Causal inference directly models the outcome of interventions and formalizes the counterfactual reasoning. With the aid of machine learning, causal inference can draw causal conclusions from observational data in various manners nowadays, rather than relying on conducting craftly designed experiments.

A typical complete causal inference procedure is composed of three parts. First, it learns causal relationships using the technique called causal discovery. These relationships are then expressed either in the form of Structural Causal Models or Directed Acyclic Graphs (DAG). Second, it expresses the causal estimands, which are clarified by the interested causal questions such as the average treatment effects, in terms of the observed data. This process is known as identification. Finally, once the causal estimand is identified, causal inference proceeds to focus on estimating the causal estimand from observational data. Then policy evaluation problems and counterfactual questions can also be answered.

YLearn, equipped with many techniques developed in recent literatures, is implemented to support the whole causal inference pipeline from causal discovery to causal estimand estimation with the help of machine learning. This is more promising especially when there are abundant observational data.

Concepts in YLearn

Concepts in YLearn

There are 5 main concepts in YLearn corresponding to the causal inference pipeline.

  1. CausalDiscovery. Discovering the causal relationships in the observational data.

  2. CausalModel. Representing the causal relationships in the form of CausalGraph and doing other related operations such as identification with CausalModel.

  3. EstimatorModel. Estimating the causal estimand with various techniques.

  4. Policy. Selecting the best policy for each individual.

  5. Interpreter. Explaining the causal effects and polices.

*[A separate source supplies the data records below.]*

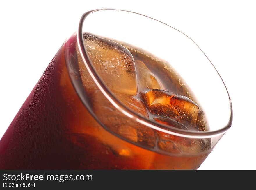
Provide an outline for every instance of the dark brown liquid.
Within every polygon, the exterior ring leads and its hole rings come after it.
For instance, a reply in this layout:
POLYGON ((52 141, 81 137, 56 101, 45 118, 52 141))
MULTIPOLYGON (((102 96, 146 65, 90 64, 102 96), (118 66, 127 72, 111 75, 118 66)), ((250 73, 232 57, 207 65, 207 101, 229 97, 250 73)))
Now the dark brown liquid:
MULTIPOLYGON (((189 88, 166 63, 123 43, 91 35, 86 35, 84 38, 89 57, 98 74, 124 106, 166 126, 194 131, 206 130, 203 113, 193 101, 189 88)), ((88 77, 81 59, 79 57, 78 60, 90 104, 108 130, 139 146, 178 157, 200 154, 208 149, 208 140, 184 138, 154 130, 120 113, 104 97, 88 77)), ((111 139, 102 138, 108 147, 116 149, 111 139)), ((128 156, 134 151, 122 150, 117 153, 128 156)))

These components are connected to give a full pipeline of causal inference, which are also encapsulated into a single API Why.

Pipeline in YLearn

A typical pipeline in YLearn The pipeline of causal inference in YLearn.

Starting from the training data:

  1. One first uses the CausalDiscovery to reveal the causal structures in data, which will usually output a CausalGraph.
  2. The causal graph is then passed into the CausalModel, where the interested causal effects are identified and converted into statistical estimands.
  3. An EstimatorModel is then trained with the training data to model relationships between causal effects and other variables, i.e., estimating causal effects in training data.
  4. One can then use the trained EstimatorModel to predict causal effects in some new test dataset and evaluate the policy assigned to each individual or interpret the estimated causal effects.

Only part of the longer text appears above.